Raggedy she may be, but this straight-talking tree inspires a reverence of the kind many experience in a church or temple. Gazing up into her canopy, one could indeed be in a cathedral vaulted with branches, its ceiling frescoed with sky. Last time I lingered beneath her, I told her all about the thing that was, and is, my sadness. The thing that threatened to crack my heart but cannot, because the love still fills the fault lines. I told her this without saying much at all. Asked her to hold in the nook between her two trunks a message, some words or feelings that could be sensed by touch, or simply discerned in the silence. Failing that, the loquacious crow atop the nearby fir tree might shout them out for me, those words that did not need to be formed but must nonetheless be spoken.

We are both shedding, my favourite tree and I. Being stripped back to our essence.
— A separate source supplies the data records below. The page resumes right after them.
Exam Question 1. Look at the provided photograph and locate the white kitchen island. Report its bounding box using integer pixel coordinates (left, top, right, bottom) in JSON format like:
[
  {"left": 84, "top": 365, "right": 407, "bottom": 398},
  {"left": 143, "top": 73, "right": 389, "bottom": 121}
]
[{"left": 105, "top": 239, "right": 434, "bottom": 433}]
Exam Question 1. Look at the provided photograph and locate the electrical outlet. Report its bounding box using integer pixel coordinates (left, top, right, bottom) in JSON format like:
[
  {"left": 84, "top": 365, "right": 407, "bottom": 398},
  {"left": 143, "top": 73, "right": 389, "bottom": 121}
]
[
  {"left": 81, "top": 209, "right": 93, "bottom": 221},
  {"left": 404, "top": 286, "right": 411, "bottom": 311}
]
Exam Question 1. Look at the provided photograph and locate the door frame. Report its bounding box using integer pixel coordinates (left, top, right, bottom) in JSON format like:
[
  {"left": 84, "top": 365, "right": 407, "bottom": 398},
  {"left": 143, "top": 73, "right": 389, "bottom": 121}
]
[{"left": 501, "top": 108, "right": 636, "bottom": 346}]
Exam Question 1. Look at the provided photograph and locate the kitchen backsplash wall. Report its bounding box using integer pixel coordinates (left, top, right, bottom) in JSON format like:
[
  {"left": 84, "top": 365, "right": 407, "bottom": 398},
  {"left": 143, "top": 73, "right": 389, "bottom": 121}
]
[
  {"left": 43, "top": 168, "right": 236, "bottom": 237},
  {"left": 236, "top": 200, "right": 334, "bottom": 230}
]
Like her, I would wish to be deeply rooted yet stretching for the sky, reaching, opening – to life, to the changing seasons, to mortality, to the touch of the wind, sometimes tender, sometimes raging. Knowing my place is right here, right now.

Unassuming, no-nonsense, huge, gentle, wise, unfathomable old Raggedy Ash… How content I am to have found you.

 

Epilogue (or should that be epi-LOG? Sorry…An oak probably would find that amusing, though.)

The day after drafting this piece, I paid Raggedy Ash another visit. She had no words for me, and I did not ask her anything. But I did hug her. I wrapped my arms very tightly around one of her two slender trunks, resting my cheek against the mossy bark, and I said aloud: “I love you. I really do love you.” A gentle breeze rustled her cap of near-translucent leaves and lifted her bare branches, a petticoat of brittle, slender bones. What a joy it was, to say those words without needing anything in return.